Hit me up if you are interested.

barfbagginus · 2 years ago
Assuming the data set is proprietary, else please share the repo
lispisok · 2 years ago
Their demo is so similar to the Devin one I had to go look up the Devin one to check I wasnt watching the same demo. I feel like there might be a reason they both picked Sympy. Also I rarely put weight into demos. They are usually cherry-picked at best and outright fabricated at worst. I want to hear what 3rd parties have to say after trying these things.
lewhoo · 2 years ago
Maybe that's the point of this research. Hey look, we reproduced the way to game the stats a bit.

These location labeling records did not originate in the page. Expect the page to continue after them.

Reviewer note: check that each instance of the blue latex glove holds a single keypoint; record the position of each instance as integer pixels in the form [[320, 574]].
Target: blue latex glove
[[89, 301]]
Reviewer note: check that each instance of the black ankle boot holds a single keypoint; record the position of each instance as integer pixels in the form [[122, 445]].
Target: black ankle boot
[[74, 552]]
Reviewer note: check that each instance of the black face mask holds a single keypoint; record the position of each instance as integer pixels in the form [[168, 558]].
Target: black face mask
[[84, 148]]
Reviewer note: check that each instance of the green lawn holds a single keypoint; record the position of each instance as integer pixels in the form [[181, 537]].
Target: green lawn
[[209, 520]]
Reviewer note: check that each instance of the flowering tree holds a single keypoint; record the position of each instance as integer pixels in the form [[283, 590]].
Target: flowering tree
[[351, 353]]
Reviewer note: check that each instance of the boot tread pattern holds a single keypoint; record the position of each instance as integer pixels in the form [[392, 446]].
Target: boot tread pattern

I really can't tell anymore.
JonChesterfield · 2 years ago
If AI generated pull requests become a popular thing we'll see the end of public bug trackers.

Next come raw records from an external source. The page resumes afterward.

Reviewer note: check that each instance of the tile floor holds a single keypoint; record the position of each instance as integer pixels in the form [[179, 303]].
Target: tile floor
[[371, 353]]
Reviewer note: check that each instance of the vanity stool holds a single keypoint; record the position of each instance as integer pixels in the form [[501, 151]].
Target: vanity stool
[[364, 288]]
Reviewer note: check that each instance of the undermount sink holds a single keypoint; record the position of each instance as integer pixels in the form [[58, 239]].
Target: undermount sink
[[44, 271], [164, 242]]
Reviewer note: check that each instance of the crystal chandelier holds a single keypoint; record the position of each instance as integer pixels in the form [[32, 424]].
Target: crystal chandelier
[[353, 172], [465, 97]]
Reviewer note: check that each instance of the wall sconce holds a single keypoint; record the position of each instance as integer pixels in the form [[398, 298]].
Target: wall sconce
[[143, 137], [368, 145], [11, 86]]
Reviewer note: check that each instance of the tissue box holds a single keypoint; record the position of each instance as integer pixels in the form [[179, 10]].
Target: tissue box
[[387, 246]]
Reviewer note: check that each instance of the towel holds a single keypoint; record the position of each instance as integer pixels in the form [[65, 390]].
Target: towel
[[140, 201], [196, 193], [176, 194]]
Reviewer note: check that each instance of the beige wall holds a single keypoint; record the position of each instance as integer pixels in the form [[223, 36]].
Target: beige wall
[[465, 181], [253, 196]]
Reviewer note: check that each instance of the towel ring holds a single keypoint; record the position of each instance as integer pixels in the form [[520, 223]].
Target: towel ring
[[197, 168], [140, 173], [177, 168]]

(not because bugs will be gone - because the cost of reviewing the PR vs the benefit gained to the project will be a substantial net loss)

CGamesPlay · 2 years ago
Not a chance. If AI-generated pull requests become popular, GitHub will automatically offer them in response to opened issues. Case in point: they already are popular for dependency upgrades.
JonChesterfield · 2 years ago
And thus issues will no longer be opened
itsgrimetime · 2 years ago
It’ll likely keep getting better, if it gets to 30-40% I’d say that’s a decent trade off. Also could you boost your chances by having the AI do a 2nd pass and double check the work? I’d be curious what the success rate of an LLM “determining whether a bug fix is valid” is
bwestergard · 2 years ago
Friendly suggestion to the authors: success rates aren't meaningful to all but a handful of researchers. They should add a few examples of tests SWE-agent passed and did not pass to the README.
nyrikki · 2 years ago
Yes please, the code quality on Devin was incredibly poor in all examples I traced down.

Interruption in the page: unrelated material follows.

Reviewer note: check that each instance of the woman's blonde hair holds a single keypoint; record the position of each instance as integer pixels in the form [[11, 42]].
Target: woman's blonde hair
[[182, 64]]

At least from a maintainability perspective.

I would like to see if this implementation is less destructive or at least more suitable for a red-green-refactor workflow.

NegativeLatency · 2 years ago
Unless you weren't actually that successful but need to publish a "successful" result

Deleted Comment

rwmj · 2 years ago
Do we know how much extra work it created for the real people who had to review the proposed fixes?
r0ze-at-hn · 2 years ago
Ah, well let me tell you about my pull request reviewer LLM project.
ActionHank · 2 years ago
Jokes on you, let me tell you about my prompt to binary LLM project.

Hello world is 10GB, but even grandma can make hello worlds now.